The problem rate per patient comparing the first to last epoch decreased from 62% to 2% for overall problems (tau = 1.0, P < 0.05), 23% to 2% for major problems (tau = 1.0, P < 0.05) and 39% to 1% for minor problems (tau = 1.0, P < 0.05; Table 3). When the data were analyzed in terms of the phase of anesthesia, there was a significant decrease in the overall problem rate for induction, maintenance, and recovery (tau = 1.0, P < 0.05; Figure 1). The major problem rate decreased significantly for induction (tau = 1.0, P < 0.05) and maintenance (tau = 1.0, P < 0.05), but not for recovery (tau = 0.8, P < 0.1). The minor problem rate decreased significantly for induction (tau = 1.0, P < 0.05) and recovery (tau = 0.9, P < 0.05), but only two problems occurred during maintenance.
In all patients in whom the LMA technique was unsuccessful, the lungs were ventilated via a face mask after which the trachea was intubated. There were no instances in which the need for intubation was considered extremely urgent. No major morbidity resulted from the use of the LMA. One episode of vomiting occurred on induction of anesthesia, but no patient aspirated.
Discussion
Progressive acquisition of skills has been demonstrated with the use of unfamiliar anesthetic equipment, such as the Belscope laryngoscope, [16]during assessment of intubating skills of medical students, [17]for intubation in the left lateral position [18]and for fiberoptic intubation. [19]Coincidental data from early LMA studies hinted that there was a rapid increase in skill. [10-12]More recently, Reinhart and Simmons have shown that respiratory therapists and paramedics acquire skills more rapidly with the LMA than the tracheal tube [8]and Brimacombe has shown that skill acquisition continues to occur for up to 1,500 uses of the LMA in adults. [9].

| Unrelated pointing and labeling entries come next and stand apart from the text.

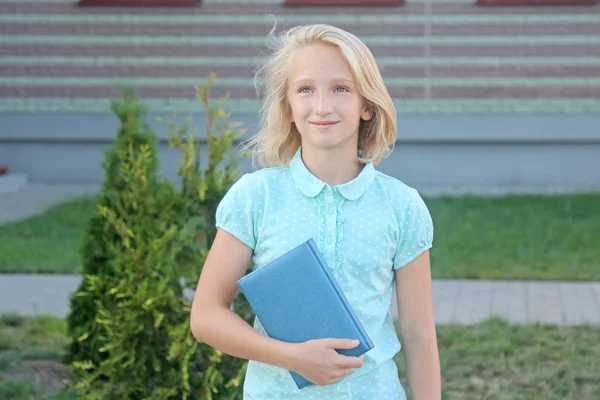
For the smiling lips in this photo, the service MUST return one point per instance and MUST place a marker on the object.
(324, 124)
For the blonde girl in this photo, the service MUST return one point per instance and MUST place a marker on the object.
(327, 121)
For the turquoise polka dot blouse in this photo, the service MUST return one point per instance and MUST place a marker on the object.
(365, 229)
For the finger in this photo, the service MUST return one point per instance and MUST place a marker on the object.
(350, 362)
(341, 343)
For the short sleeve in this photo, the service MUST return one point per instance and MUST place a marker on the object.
(416, 231)
(235, 212)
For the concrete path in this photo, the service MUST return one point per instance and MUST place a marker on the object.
(461, 302)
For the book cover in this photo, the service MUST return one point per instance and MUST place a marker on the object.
(296, 299)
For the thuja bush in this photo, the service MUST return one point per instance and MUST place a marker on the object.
(145, 246)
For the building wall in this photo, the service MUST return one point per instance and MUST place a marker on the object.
(489, 98)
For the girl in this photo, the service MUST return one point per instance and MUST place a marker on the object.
(327, 120)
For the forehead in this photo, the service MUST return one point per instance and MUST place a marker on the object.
(319, 62)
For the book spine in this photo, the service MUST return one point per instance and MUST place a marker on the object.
(365, 339)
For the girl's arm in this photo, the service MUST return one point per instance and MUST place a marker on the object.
(213, 322)
(417, 328)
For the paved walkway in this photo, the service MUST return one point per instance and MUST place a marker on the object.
(462, 302)
(455, 301)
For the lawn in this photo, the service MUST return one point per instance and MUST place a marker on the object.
(491, 360)
(513, 237)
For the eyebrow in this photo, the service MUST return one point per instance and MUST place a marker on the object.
(308, 80)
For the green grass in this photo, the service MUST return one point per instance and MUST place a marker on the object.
(25, 339)
(517, 237)
(513, 237)
(49, 242)
(491, 360)
(497, 361)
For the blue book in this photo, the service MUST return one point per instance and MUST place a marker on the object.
(297, 299)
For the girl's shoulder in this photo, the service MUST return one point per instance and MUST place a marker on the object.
(262, 181)
(396, 191)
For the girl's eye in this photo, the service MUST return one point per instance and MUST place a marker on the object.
(307, 89)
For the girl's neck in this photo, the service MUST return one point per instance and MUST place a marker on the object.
(334, 167)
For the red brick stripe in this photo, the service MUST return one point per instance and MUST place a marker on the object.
(120, 29)
(408, 92)
(201, 71)
(262, 9)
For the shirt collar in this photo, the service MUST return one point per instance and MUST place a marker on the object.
(311, 186)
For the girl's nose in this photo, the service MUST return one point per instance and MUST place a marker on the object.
(324, 105)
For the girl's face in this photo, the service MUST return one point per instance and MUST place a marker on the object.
(326, 105)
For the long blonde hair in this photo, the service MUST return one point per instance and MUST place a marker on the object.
(278, 139)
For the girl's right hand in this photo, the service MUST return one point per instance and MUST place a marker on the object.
(319, 362)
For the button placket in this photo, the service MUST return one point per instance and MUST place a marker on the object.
(330, 226)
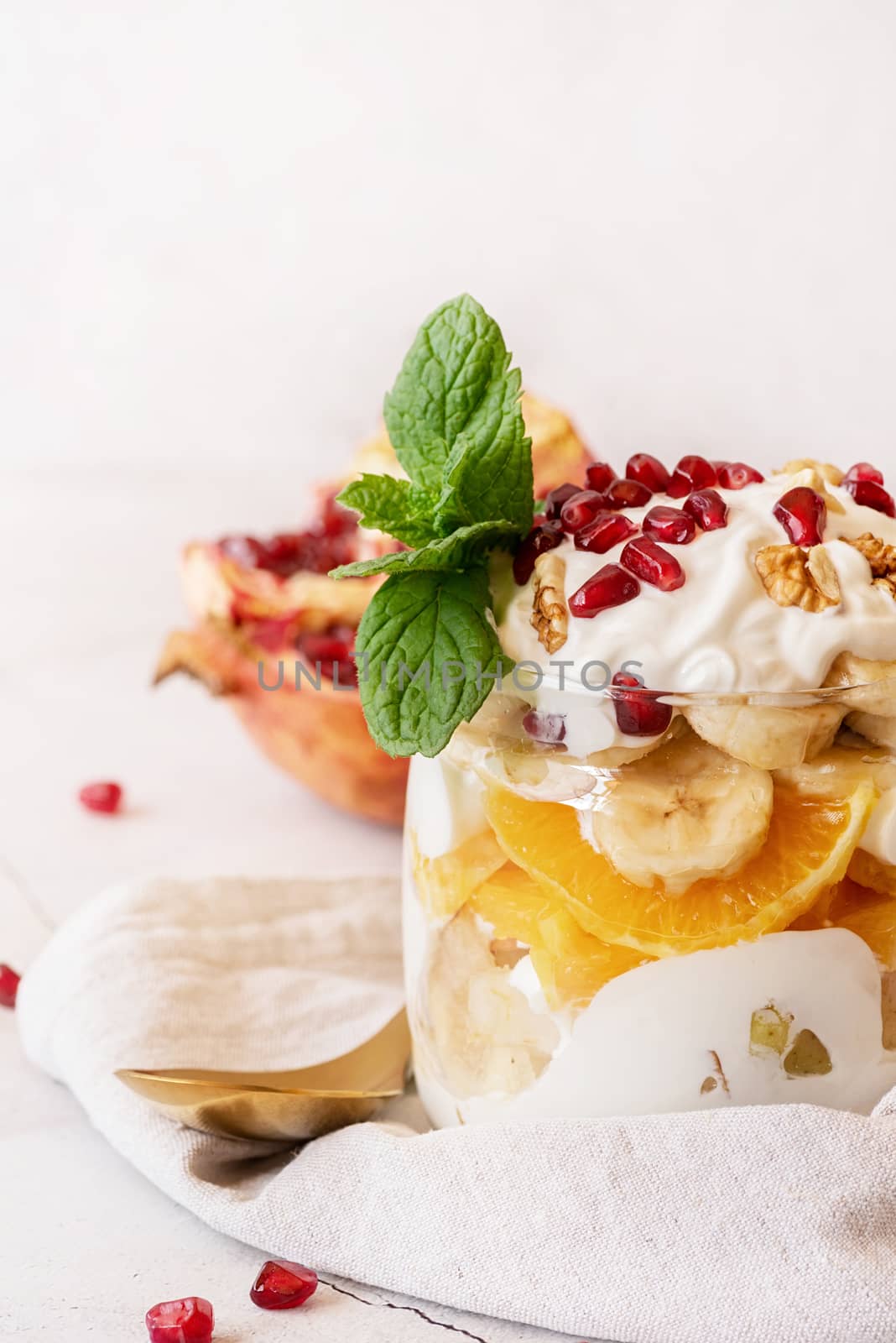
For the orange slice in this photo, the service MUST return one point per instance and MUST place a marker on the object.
(871, 872)
(445, 884)
(809, 845)
(868, 913)
(570, 964)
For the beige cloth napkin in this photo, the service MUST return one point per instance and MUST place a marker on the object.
(775, 1225)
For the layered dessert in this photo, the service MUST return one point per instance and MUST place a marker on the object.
(275, 635)
(651, 828)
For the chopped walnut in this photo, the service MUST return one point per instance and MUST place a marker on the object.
(550, 614)
(793, 577)
(806, 463)
(880, 557)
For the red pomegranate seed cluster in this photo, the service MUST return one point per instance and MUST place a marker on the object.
(317, 550)
(9, 982)
(103, 798)
(331, 651)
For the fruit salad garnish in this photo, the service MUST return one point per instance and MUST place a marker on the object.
(455, 422)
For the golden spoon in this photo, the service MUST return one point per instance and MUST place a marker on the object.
(298, 1105)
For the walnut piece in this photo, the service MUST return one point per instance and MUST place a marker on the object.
(793, 577)
(880, 557)
(550, 614)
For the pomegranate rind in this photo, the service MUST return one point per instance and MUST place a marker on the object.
(317, 736)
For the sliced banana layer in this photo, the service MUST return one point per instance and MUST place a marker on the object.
(768, 738)
(683, 813)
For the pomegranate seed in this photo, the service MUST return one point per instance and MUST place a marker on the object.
(600, 476)
(581, 510)
(555, 500)
(604, 532)
(669, 525)
(282, 1286)
(707, 508)
(735, 476)
(654, 564)
(627, 494)
(101, 797)
(611, 586)
(649, 470)
(331, 649)
(873, 496)
(862, 472)
(188, 1320)
(544, 727)
(541, 539)
(802, 514)
(8, 986)
(244, 551)
(692, 473)
(638, 711)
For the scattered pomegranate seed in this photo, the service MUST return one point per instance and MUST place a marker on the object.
(669, 524)
(188, 1320)
(9, 982)
(627, 494)
(541, 539)
(654, 564)
(873, 496)
(101, 797)
(331, 649)
(611, 586)
(282, 1286)
(544, 727)
(802, 514)
(581, 510)
(600, 476)
(707, 508)
(692, 473)
(737, 476)
(604, 532)
(638, 713)
(862, 472)
(557, 497)
(649, 470)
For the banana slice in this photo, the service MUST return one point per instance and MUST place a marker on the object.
(875, 682)
(768, 738)
(878, 727)
(837, 770)
(685, 813)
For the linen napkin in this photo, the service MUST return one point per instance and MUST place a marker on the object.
(754, 1224)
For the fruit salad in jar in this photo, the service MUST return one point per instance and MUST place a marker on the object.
(651, 828)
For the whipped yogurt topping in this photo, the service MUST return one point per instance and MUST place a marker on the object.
(721, 631)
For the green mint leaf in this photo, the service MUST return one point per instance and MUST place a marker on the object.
(466, 547)
(419, 637)
(456, 380)
(399, 508)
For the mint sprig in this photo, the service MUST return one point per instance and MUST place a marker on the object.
(427, 646)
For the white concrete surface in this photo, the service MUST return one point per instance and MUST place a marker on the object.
(90, 588)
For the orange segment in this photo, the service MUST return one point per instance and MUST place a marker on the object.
(869, 915)
(810, 843)
(445, 884)
(871, 872)
(570, 964)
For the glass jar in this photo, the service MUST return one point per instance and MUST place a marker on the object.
(701, 917)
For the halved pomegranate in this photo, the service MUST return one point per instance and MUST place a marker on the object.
(263, 604)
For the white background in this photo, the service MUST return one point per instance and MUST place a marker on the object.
(219, 228)
(221, 222)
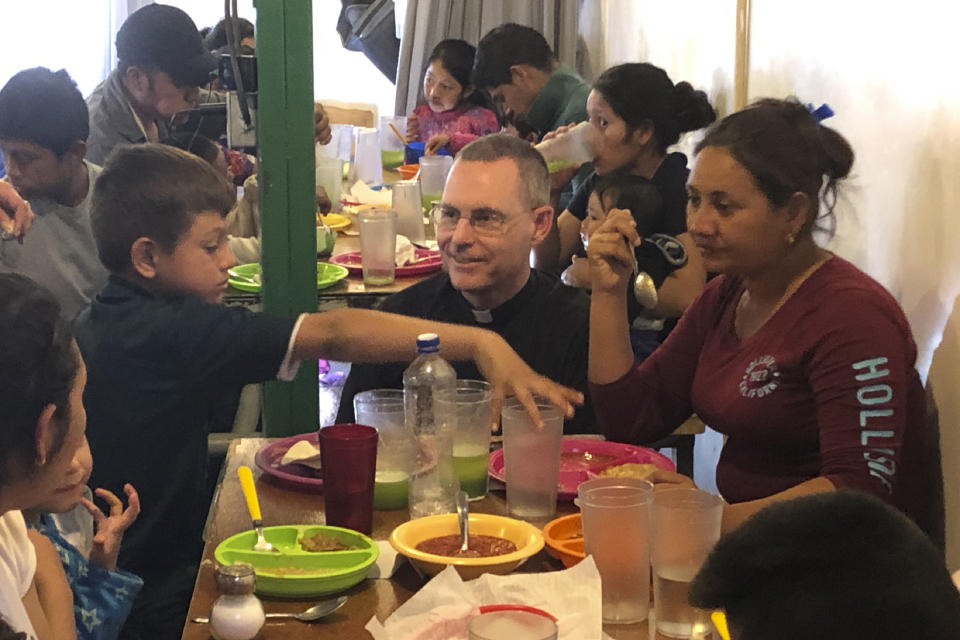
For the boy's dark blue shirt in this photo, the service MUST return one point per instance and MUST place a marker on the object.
(155, 366)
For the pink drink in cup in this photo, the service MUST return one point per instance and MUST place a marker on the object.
(531, 458)
(685, 524)
(348, 453)
(616, 532)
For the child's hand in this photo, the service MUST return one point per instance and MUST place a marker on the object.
(110, 529)
(436, 143)
(413, 128)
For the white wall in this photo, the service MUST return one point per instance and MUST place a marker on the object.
(889, 71)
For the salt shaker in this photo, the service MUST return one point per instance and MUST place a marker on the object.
(237, 614)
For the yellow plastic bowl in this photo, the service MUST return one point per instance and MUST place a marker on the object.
(408, 535)
(564, 539)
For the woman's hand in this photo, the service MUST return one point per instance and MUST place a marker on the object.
(577, 274)
(16, 216)
(508, 374)
(413, 128)
(611, 251)
(436, 143)
(110, 529)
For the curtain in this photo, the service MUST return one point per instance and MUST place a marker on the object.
(427, 22)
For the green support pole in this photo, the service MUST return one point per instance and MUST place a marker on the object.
(287, 201)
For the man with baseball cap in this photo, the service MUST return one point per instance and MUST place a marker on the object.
(161, 65)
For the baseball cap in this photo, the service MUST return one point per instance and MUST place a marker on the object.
(165, 37)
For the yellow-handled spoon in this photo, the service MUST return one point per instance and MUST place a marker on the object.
(253, 506)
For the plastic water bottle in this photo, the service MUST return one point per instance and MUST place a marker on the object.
(433, 484)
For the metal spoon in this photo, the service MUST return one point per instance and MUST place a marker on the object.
(463, 516)
(644, 289)
(253, 505)
(317, 611)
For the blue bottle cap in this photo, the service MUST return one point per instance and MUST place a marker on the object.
(428, 343)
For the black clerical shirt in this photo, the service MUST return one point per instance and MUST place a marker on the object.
(546, 323)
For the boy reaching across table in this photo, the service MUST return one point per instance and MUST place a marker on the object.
(159, 348)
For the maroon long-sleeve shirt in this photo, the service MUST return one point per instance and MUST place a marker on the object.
(826, 387)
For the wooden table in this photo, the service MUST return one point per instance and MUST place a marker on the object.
(281, 505)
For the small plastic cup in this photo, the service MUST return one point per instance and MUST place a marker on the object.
(471, 404)
(616, 532)
(511, 625)
(382, 409)
(531, 459)
(685, 526)
(329, 175)
(409, 207)
(433, 177)
(348, 454)
(369, 167)
(378, 245)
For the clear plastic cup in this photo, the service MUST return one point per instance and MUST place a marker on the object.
(378, 245)
(433, 177)
(511, 625)
(391, 147)
(471, 404)
(382, 409)
(531, 459)
(616, 532)
(685, 524)
(407, 203)
(366, 156)
(571, 148)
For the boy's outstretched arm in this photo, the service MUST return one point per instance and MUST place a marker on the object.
(360, 335)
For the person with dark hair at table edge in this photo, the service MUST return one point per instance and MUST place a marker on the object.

The current study has shown that skills are rapidly acquired with LMA usage in pediatric anesthetic practice and that the average problem rate per patient can be reduced from 62% to 2% within 75 uses. Although the rate of skill acquisition varies among trainees, even the residents with the most problems in the final epoch had problem rates of less than 10%. Essential skills for LMA usage include appropriate patient selection, sensible insertion and fixation techniques, a different approach to ventilation, a readjustment of the preconceived sense of anesthetic requirement and a wide variety of new problem-solving strategies. Several factors will probably affect the rate at which LMA skills are acquired including the background level of anesthesiology skills, the quality and extent of training with the LMA, and the insertion technique chosen. The standard technique has been shown to offer better results in adults than some common alternatives, [15]but success has also been reported for placement with the cuff partially inflated in children. [20]Currently, there are insufficient data to know which is the optimal technique and it is possible that this will vary in different clinical circumstances.
In conclusion, our study suggests that there is a rapid improvement in LMA skills in pediatric anesthesia practice where the standard technique is employed and that a low problem rate can be achieved within 75 uses. Pediatric anesthesiologists with problem rates greater than 10% should determine if they are using the device suboptimally.